In Brachytherapy, radiation is delivered by implanting the irradiation source close to or into the target tissue. This type of therapy uses iridium-192 or iodine-125 seeds. For malignant gliomas, this type of therapy has not been of benefit to patients and is currently not performed at the Yale Brain Tumor Center. Intratumoral positioning of miniature x-ray generating devices or application of radiation-emitting substances are other forms of local radiation delivery. The latter form is currently used in a clinical trial for patients with brain metastases at Yale.

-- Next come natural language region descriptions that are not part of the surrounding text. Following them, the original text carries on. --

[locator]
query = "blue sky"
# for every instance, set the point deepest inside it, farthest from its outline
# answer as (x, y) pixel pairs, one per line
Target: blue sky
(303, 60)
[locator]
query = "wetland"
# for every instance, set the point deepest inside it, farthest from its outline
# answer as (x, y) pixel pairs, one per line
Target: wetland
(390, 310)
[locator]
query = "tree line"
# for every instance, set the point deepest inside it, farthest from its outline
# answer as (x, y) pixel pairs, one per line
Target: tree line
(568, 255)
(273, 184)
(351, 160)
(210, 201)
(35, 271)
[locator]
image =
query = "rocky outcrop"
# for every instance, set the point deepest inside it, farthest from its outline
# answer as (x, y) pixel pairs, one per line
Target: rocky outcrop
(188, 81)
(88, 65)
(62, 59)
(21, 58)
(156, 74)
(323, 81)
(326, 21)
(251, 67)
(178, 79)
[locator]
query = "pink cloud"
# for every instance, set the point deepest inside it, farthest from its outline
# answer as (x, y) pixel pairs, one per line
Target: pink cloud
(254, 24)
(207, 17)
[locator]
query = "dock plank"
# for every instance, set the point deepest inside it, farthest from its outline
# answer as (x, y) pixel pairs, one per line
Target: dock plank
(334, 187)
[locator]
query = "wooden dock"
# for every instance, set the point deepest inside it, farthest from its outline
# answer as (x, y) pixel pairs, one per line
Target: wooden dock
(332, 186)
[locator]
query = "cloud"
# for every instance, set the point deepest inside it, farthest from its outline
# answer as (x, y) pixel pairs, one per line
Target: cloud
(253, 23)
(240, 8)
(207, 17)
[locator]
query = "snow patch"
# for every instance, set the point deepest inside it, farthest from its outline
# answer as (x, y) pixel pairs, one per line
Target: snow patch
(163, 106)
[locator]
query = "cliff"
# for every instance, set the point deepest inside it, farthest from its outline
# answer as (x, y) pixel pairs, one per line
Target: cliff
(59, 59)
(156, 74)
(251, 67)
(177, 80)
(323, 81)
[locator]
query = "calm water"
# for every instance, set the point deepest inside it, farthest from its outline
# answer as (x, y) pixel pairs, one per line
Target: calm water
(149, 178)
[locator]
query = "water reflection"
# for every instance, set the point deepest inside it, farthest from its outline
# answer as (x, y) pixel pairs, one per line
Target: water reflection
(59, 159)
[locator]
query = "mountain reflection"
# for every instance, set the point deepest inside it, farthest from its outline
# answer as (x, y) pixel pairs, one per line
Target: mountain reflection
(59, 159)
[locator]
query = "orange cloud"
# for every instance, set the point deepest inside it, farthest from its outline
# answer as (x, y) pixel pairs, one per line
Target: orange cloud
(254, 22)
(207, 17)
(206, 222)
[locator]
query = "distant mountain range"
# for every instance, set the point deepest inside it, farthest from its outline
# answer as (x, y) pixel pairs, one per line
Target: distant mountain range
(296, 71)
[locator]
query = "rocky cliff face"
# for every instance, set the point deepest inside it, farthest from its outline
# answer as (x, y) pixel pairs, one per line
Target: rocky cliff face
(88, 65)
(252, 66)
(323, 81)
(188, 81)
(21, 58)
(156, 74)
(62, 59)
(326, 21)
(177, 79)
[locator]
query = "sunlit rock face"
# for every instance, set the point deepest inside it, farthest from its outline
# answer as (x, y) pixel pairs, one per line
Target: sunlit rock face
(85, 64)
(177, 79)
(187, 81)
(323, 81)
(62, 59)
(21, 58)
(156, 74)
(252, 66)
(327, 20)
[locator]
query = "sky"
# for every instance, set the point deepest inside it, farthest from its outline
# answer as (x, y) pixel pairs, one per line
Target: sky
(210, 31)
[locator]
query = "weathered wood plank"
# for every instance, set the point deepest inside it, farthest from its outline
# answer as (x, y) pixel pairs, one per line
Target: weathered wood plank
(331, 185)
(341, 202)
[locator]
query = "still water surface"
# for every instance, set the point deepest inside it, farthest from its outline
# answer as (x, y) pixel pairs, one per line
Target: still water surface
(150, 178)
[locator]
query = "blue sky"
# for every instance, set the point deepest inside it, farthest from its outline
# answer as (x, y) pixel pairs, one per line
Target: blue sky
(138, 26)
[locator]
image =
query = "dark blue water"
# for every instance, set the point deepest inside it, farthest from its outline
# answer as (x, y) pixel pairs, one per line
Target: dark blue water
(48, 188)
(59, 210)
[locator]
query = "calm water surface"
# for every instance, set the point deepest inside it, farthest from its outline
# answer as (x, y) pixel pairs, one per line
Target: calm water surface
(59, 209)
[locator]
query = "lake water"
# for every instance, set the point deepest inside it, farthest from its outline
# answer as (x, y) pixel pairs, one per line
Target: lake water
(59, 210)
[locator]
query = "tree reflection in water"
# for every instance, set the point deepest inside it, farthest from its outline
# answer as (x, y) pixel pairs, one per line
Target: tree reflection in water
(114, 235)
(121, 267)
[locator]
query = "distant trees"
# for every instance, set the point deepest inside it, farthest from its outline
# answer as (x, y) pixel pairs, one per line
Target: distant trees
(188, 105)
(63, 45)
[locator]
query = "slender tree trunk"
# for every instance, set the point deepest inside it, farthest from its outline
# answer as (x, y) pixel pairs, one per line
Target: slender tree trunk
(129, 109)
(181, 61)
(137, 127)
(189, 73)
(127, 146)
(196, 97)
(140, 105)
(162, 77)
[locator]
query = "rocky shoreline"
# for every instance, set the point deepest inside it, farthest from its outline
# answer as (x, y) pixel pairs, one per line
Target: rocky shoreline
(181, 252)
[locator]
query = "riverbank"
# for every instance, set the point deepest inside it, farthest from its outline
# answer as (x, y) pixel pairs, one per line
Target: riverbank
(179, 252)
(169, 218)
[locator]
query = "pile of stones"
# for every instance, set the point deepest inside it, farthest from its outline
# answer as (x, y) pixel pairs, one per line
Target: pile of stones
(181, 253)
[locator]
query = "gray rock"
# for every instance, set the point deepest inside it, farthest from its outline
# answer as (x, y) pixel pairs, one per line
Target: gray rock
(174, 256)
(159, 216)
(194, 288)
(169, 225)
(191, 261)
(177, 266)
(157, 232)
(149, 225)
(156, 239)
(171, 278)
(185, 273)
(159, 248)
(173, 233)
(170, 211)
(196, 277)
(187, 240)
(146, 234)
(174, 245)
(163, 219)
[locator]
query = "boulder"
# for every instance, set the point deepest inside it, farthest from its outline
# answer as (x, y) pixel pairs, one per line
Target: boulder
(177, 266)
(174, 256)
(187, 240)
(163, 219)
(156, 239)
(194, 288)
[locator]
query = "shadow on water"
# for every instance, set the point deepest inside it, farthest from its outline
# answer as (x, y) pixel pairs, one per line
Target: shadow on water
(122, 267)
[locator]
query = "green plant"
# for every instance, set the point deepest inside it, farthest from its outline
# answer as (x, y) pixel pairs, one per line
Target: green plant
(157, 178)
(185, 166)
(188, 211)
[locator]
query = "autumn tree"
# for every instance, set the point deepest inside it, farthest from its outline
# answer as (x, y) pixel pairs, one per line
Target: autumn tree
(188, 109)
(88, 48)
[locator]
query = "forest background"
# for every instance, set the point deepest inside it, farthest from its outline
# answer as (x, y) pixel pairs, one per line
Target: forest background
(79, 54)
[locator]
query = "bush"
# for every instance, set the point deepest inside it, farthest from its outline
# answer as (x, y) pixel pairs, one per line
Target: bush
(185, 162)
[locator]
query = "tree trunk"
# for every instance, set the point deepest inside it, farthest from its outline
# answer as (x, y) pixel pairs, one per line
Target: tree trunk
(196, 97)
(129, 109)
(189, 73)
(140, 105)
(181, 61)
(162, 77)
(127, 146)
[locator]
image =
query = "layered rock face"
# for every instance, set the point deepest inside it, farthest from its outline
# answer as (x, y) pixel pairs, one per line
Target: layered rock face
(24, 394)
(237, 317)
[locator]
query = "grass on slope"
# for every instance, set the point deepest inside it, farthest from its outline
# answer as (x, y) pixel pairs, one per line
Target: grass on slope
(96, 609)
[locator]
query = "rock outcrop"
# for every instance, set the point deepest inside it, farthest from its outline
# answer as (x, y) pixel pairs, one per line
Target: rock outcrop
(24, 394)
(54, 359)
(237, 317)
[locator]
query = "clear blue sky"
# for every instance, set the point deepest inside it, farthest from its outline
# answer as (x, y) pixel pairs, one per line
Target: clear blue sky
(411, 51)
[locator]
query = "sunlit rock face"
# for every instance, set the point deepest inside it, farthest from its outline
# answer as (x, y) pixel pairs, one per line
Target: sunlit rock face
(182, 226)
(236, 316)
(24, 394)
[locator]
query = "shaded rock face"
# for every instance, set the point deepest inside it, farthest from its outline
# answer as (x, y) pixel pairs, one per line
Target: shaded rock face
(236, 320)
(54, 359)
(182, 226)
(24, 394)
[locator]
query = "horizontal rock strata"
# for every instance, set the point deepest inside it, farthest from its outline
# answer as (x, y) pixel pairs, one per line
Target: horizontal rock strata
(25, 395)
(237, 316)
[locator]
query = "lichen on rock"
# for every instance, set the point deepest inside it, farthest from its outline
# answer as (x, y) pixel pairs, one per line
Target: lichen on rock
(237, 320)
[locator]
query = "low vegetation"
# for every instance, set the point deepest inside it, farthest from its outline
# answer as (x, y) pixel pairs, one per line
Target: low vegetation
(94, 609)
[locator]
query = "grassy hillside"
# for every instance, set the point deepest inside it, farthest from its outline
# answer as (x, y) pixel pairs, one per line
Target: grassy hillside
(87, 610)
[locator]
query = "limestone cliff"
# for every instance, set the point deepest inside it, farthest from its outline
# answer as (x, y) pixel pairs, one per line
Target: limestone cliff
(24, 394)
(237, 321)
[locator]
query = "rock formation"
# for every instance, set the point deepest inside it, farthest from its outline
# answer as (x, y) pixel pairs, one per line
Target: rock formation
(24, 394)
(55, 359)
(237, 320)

Sensitization of tumor cells to ionizing radiation
Hypoxic tumor cells can evade the lethal effect of irradiation. Rapidly growing tumors such as malignant gliomas contain a large number of hypoxic cells. These cells can be manipulated through pharmacologic strategies. Clinical trials with radiosensitizng agents are ongoing. Examples are hydroxyurea, thalidomide and Suramine.
Stereotactic Radiosurgery Techniques
Radiosurgery delivers large doses of radiation to well circumscribed tumor sites while minimizing exposure to normal tissue. Three facilities exist: gamma knife, LINAC and proton beam radiosurgery. Gamma knife radiosurgery – available at Yale - provides irradiation using 200 separate sources in a hemispherical array aimed at the target tumor. The procedure is painless and free of surgical complications such as infection and hemorrhage. The precision of this technique spares important parts of the brain that have historically been subject to injury with conventional radiation therapy. Indications at present include:
- Benign tumors such as meningiomas, acoustic neuromas, pituitary adenomas and craniopharyngiomas
- Selected cases of primary or recurrent malignant brain tumors such as astrocytomas or oligodendrogliomas
- Solitary and multiple brain metastases
- Head and neck tumors such as nasopharyngeal carcinomas and ocular melanomas
- Arteriovenous malformations (AVMs)
- Trigeminal neuralgia
- Intractable pain secondary to cancer
- Movement disorders such as Parkinson's disease and essential tumor
Since Gamma Knife radiosurgery requires no incisions and is performed under local anesthesia with mild sedation, the risks of infections and adverse reactions to general anesthesia are eliminated. Patients experience minimal pain and are therefore able to return to their former activities without discomfort or restrictions. Hospitalization is either minimized or not required. Because only the target tissue is irradiated, sparing the surrounding brain, hair loss is eliminated and secondary reactions such as nausea and epileptic seizures are minimized. Finally, the accumulated experience of over 30 years of treatment using the Gamma Knife allows for predictable outcomes with a high degree of accuracy.
LINAC radiosurgery uses a modified linear accelerator to produce high-energy photon beams. Heavy charged particle beams such as helium or protons (Proton Radiosurgery) offer optimal physical characteristics for stereotactic applications. The technique is only available in very few centers in the United States. These radiosurgery techniques require 'immobilization masks', rigid frames affixed to the patient's skull or fitted mouthpieces.